Atletica

Tokyo 2020

Bolt: "Ingiusto che le 'superscarpe' aiutino per battere i record"

'E' anche ridicolo che ora modifichino perfino i chiodi'
Credits © Getty
E' il grande assente dell'atletica, per ragioni di limiti d'età, dell'Olimpiade di Tokyo, che seguirà dalla tv di casa sua a Kingston, ma Usain Bolt non rinuncia a dire la sua.

E lo fa a proposito di un fattore che, a suo dire, sta cambiando troppo rapidamente, e in modo non del tutto chiaro, lo sport in cui lui ha vinto otto ori ai Giochi: le superscarpe.

"Quando hanno cominciato a parlarmi di questa roba non pensavo che l'avrebbero fatto sul serio - dice Bolt - e ora hanno aggiustato perfino i chiodi per dare vantaggio agli atleti permettendo loro di correre più veloci".
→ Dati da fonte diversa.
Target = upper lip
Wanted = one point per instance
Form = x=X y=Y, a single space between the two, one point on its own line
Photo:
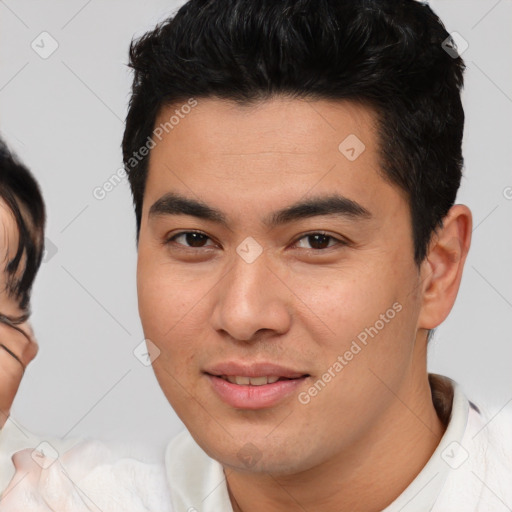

"E' strano e ingiusto per molti atleti - aggiunge la 'leggenda' giamaicana - perché so che in passato molte aziende hanno provato a introdurre novità e chi governa l'atletica lo ha sempre impedito. Sapere che invece oggi stanno modificando perfino i chiodi è ridicolo".

Bolt si riferisce alle 'superscarpe' con piastra di carbonio più larga della pianta del piede che rende più ampia la superficie di contatto, e ovviamente chiodate nel caso degli sprinter, consentendo una maggior stabilità nei primi appoggi e garantendo così un enorme guadagno in accelerazione, quindi nei primi 30-40 metri.